The internal memo Riccitiello sent to Probst regarding his resignation was published by the Securities and Exchange Commission. It states that the "tough" decision to leave was a matter of being accountable to shareholders.
Mr. Larry Probst
Chairman Electronic Arts
"I hereby offer my resignation as CEO of Electronic Arts effective with the end of our Fiscal Year 13 on March 30, 2013.
This is a tough decision, but it all comes down to accountability. The progress EA has made on transitioning to digital games and services is something I’m extremely proud of. However, it currently looks like we will come in at the low end of, or slightly below, the financial guidance we issued in January, and we have fallen short of the internal operating plan we set one year ago. EA’s shareholders and employees expect better and I am accountable for the miss.

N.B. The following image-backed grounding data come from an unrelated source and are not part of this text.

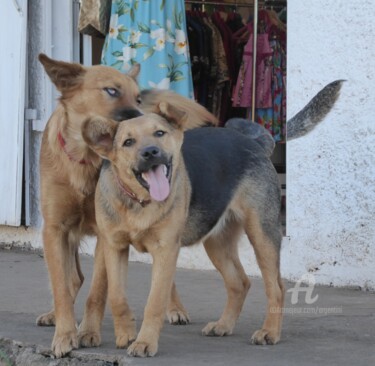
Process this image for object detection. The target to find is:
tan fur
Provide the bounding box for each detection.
[140,89,219,127]
[37,54,213,358]
[82,106,191,356]
[81,106,284,357]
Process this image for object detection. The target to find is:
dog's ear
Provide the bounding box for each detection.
[127,63,140,80]
[38,53,86,93]
[157,102,188,130]
[82,117,118,160]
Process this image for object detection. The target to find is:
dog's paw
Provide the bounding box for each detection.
[52,330,78,358]
[36,310,56,326]
[250,328,280,345]
[78,330,101,348]
[127,340,158,357]
[116,331,137,349]
[167,309,190,325]
[202,321,233,337]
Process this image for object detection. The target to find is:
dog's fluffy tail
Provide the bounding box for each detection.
[287,80,344,141]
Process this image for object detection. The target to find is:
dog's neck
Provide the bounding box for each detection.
[57,131,92,165]
[115,173,151,207]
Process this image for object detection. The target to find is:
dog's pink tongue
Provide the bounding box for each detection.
[142,165,170,202]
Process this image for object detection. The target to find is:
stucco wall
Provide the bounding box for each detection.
[285,0,375,289]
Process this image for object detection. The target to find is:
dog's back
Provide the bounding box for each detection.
[181,123,279,246]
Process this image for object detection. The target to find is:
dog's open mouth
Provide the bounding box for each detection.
[134,163,172,202]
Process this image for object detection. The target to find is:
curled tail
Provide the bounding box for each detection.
[287,80,345,141]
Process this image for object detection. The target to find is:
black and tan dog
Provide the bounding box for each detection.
[80,78,343,357]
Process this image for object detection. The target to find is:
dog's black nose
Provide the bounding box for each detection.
[141,146,161,160]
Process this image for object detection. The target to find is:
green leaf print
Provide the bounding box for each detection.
[134,0,139,11]
[130,8,135,22]
[138,22,151,33]
[143,47,155,61]
[133,43,149,49]
[158,64,169,69]
[111,60,123,70]
[173,75,186,82]
[116,1,131,17]
[174,6,181,30]
[112,51,123,57]
[117,32,128,44]
[160,0,166,10]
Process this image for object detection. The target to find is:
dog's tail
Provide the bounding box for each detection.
[287,80,344,141]
[225,118,275,157]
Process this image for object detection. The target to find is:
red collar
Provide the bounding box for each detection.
[58,132,92,165]
[115,174,151,207]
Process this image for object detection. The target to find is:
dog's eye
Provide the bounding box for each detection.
[104,87,120,98]
[154,130,166,138]
[123,138,135,147]
[136,96,142,105]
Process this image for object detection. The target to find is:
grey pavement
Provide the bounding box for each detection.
[0,248,374,366]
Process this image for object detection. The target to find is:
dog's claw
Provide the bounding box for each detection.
[127,340,158,357]
[78,330,101,348]
[202,321,233,337]
[250,329,280,345]
[52,331,78,358]
[36,310,56,326]
[116,332,137,349]
[168,309,190,325]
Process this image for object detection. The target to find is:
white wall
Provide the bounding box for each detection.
[286,0,375,289]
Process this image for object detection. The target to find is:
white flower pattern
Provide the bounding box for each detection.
[102,0,193,98]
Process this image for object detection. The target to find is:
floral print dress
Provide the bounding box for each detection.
[102,0,194,98]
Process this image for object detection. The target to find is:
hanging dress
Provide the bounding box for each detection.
[102,0,194,99]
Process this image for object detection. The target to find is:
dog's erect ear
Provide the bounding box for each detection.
[157,102,188,130]
[82,117,118,160]
[38,53,86,93]
[127,63,140,80]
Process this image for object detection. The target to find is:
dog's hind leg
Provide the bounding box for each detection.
[202,219,250,337]
[244,209,285,345]
[79,240,108,348]
[37,239,84,327]
[167,282,190,325]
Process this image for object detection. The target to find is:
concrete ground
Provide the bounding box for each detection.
[0,248,374,366]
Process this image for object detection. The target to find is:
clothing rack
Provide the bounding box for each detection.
[185,0,262,8]
[185,0,286,121]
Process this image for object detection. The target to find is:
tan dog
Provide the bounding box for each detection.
[81,104,283,357]
[37,54,217,358]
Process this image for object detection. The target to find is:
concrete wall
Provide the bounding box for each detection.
[285,0,375,289]
[1,0,374,290]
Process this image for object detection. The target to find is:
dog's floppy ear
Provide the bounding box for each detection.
[127,63,140,80]
[157,102,188,130]
[38,53,86,93]
[82,117,118,160]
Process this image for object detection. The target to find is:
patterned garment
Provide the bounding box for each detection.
[255,39,286,142]
[102,0,194,98]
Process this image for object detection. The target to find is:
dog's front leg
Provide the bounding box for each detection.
[127,242,180,357]
[79,239,108,348]
[105,242,137,348]
[42,226,78,358]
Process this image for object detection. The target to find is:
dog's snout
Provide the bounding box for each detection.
[141,146,161,160]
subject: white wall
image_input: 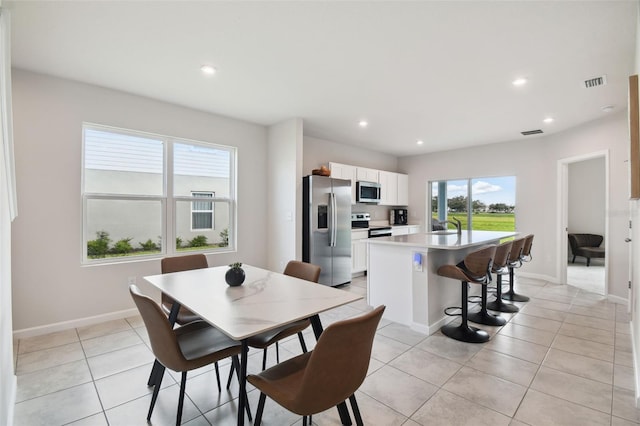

I have been at the helm as EA’s CEO for six years and served as COO for nearly seven years starting in 1997. I know this company well, and I care deeply about its future success. I leave knowing EA is a great company, with an enormously talented group of leaders and the strongest slate of games in the industry.
I could not be more proud of our company’s games, from Battlefield and FIFA, to The Simpsons: Tapped Out and Real Racing 3. We have built many great franchises that will serve the company well in FY14 and beyond. In particular, I am confident that the investments we have made in games for next-generation consoles will put EA in a strong leadership position for many years ahead.
In offering my resignation, my goal is to allow the talented leaders at EA a clean start on FY14. I look forward to working with you in the coming weeks on an effective leadership transition. I’m extremely honored to have led this company and proud to have worked with all the great people at Electronic Arts."
As part of Riccitiello's separation agreement with EA, he will continue to draw a salary for 24 months.